McNamee outlines key DOE divisions, including the Office of Energy Efficiency and Renewable Energy, the Office of Clean Energy Demonstrations, and the Office of Lending Programs. He called climate change “progressive politics.”
It also calls for cutting funding to the DOE’s Grid Deployment Office, in part to stop “focusing on grid expansion to benefit renewable resources or support low-carbon generation.” Instead, he calls for boosting grid reliability, which he describes as expanding the use of fossil fuels and slowing or stopping the addition of cleaner energy. Part of his plan includes a massive expansion of natural gas infrastructure.
“Prevent socializing costs for customers who do not benefit from projects or justifying these cost changes by advancing vague ‘societal benefits’ such as climate change,” McNamee wrote in the report.
McNamee did not respond to requests for comment.
Preventing power grid expansion would slow renewable energy projects, threatening U.S. climate goals while slowing the sector’s economic growth, said Mike O’Boyle, senior director of nonpartisan policy firm Energy Innovation and head of its electricity program.
“If we move completely away from the role of the federal government, our economy is going to miss a lot because the rest of the world is changing on the climate, so they are ready to reap the benefits both for their energy consumers but also in terms of manufacturing,” he said.
“A conservative EPA”
Mandy Gunasekara, who served as the EPA’s chief of staff under Trump, wrote a chapter in the plan to steer the agency away from its focus on climate policy and reducing carbon dioxide emissions.
It outlines the elimination or reduction of agency functions, including the Office of Environmental Justice and External Civil Rights, the Office of Enforcement and Compliance Assistance, and the Office of Corporate Engagement. public and environmental education. It would also relocate EPA regional offices and “reduce staff by ending new hires in low-value programs.”
The general theme of the overhaul of federal agencies is to shift power from the federal government to the states, with the goal of reducing regulations.
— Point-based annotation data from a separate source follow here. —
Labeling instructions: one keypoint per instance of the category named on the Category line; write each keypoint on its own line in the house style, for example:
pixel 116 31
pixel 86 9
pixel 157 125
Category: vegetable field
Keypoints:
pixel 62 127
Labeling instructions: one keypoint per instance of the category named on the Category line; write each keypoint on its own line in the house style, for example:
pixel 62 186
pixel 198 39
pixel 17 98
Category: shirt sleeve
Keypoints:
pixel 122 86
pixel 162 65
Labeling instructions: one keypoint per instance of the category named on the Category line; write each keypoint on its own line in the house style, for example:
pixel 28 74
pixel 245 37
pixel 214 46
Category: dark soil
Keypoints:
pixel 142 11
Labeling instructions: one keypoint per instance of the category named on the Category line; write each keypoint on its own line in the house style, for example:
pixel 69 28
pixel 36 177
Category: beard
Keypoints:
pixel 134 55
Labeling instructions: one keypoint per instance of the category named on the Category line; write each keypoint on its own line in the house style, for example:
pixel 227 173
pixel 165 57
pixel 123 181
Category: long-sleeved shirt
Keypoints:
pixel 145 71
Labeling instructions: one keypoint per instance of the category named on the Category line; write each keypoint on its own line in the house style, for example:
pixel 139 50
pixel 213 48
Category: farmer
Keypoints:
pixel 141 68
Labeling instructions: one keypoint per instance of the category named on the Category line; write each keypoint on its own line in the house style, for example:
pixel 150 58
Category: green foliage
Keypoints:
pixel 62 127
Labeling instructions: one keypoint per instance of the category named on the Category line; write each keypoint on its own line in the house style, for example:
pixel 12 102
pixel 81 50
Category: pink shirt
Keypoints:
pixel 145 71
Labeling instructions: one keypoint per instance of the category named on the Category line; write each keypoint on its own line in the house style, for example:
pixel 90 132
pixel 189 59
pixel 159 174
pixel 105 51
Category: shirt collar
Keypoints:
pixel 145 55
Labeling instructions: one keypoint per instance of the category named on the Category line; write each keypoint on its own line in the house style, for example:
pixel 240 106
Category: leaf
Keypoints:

“The challenge in creating a conservative EPA will be to balance justified skepticism about an agency that has long been susceptible to co-optation by the left for political gain and the need to put in place implements the agency’s true function: to protect public health and the environment in cooperation with states,” Gunasekara wrote.
She declined to comment for this story.
But this increase in state power would not apply to California, which has a history of setting more aggressive environmental standards than the federal government under a waiver of the Clean Air Act. The Project 2025 plan would “ensure that other states can adopt California standards only for traditional pollutants/criteria, not for greenhouse gases.”
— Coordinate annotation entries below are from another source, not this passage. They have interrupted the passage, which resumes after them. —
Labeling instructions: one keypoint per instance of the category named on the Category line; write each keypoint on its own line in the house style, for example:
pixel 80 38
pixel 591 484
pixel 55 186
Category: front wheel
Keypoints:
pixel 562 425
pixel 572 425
Another key goal is to restructure how the EPA uses science, especially research that supports regulations by showing the public health risks of industrial pollution. The plan would require scientific studies to be “transparent and reproducible,” which would make it impossible to use key public health studies that rely on private data that cannot be released to the public.
As part of this effort, one idea is to offer incentives to the public “to identify scientific flaws and research misconduct,” which could encourage opponents of regulation to target research.